Results of the trials will provide project scientists with information which will assist in selecting the best lines for continued research in Bangladesh and Indonesia.
Potato field trials will examine resistance levels of the project's 3 R-gene Diamant variety.

 GMO Fact Check
Statement: GMO's Aren't Properly Tested

Fact: On average, GMOs take 13 years and $130 million in research and development before coming to market. Over 75 different studies are conducted to verify that each new GMO is as safe as its conventional counterpart. This includes studies on if it is safe to grow, safe for the environment and safe to eat. For more information on GMO statistics visit GMO Answers.
Farming Future Bangladesh:
Sharing the Science of Agri-biotechnology
Innovations in agriculture can be complicated and difficult to understand. This often results in apprehension and mistrust of the technology by those it is meant to benefit. Farming Future Bangladesh (FFB) is a comprehensive communications initiative committed to help improve awareness and understanding of modern agricultural innovations, including crop biotechnology, throughout Bangladesh.
FFB is sharing evidence-based information about the social, economic and environmental benefits of using biotechnology to breed improved crops, especially those that can boost the nutritional content of staple foods, such as Golden Rice.
“Our goal is to help people understand that these crops are public goods developed to benefit farmers and consumers,” said Arif Hossain, CEO and Executive Director of FFB.

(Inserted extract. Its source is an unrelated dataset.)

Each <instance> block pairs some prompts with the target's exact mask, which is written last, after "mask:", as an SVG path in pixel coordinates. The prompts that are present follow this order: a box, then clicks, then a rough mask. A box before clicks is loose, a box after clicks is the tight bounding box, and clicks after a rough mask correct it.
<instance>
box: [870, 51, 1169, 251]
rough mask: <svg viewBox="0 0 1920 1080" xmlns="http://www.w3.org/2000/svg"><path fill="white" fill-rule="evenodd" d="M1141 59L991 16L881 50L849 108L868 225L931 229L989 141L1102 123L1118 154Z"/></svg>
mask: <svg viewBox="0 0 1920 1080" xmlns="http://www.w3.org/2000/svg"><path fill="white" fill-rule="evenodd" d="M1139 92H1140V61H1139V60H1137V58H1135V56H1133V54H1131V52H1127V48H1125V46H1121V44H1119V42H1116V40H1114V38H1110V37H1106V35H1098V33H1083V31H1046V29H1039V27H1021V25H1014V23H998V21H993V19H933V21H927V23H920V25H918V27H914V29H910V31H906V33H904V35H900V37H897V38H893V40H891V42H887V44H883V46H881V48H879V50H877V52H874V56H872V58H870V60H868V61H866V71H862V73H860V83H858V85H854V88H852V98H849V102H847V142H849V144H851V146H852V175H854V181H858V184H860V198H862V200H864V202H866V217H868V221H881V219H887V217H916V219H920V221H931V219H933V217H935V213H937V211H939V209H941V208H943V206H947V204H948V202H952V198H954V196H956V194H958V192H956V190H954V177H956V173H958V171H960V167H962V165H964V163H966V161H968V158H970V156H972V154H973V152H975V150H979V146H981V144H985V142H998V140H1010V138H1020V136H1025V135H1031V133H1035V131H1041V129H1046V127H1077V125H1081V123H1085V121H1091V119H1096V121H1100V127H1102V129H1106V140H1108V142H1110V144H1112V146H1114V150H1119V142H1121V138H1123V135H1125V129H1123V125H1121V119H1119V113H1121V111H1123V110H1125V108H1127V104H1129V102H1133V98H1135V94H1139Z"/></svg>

Hossain and his team will engage key stakeholders and a community of advocates who are working in a coordinated way to promote access to scientific innovation as a means of enhancing food security, improving environmental sustainability and raising the quality of life in Bangladesh.
Biotechnology Potato Partnership team members from Simplot and Michigan State University visit the Farming Future Bangladesh office while in Dhaka.
In Your Kitchen ... Potato Skin Burgers
Yep, you heard right - potato skin burgers! Using potato skins as hamburger buns is brilliant! Here's how to make your own potato skin buns...

  • 4 Yukon Gold Potatoes
  • kosher salt
  • freshly ground black pepper
  • 2 T extra virgin olive oil

Plus feel free to add any of your favorite seasonings.
Preheat oven to 350. Scrub potatoes, rub with olive oil and season with salt, pepper plus any of your favorites. Bake in oven until tender (approximately 1 1/2 hours). Let potatoes cool and halve lengthwise. Scoop out potatoes making sure to leave some potato still in the skin. Heat oven to 450. Place potato skins face down and brush with olive oil. Bake til golden. Viola! Potato Skin Buns!
Now your challenge is to shape your burger patties to match your potato buns. Cook burgers, add toppings of your choice and enjoy!
The Feed the Future Biotechnology Potato Partnership is a five-year,
$5.8 million multi-institution cooperative agreement with USAID
to introduce bio-engineered potato products in farmer-preferred varieties
into Bangladesh and Indonesia. The biotech potato offers
broad-spectrum resistance to late blight ( Phytopthora infestans ),
the most devastating potato disease in the world.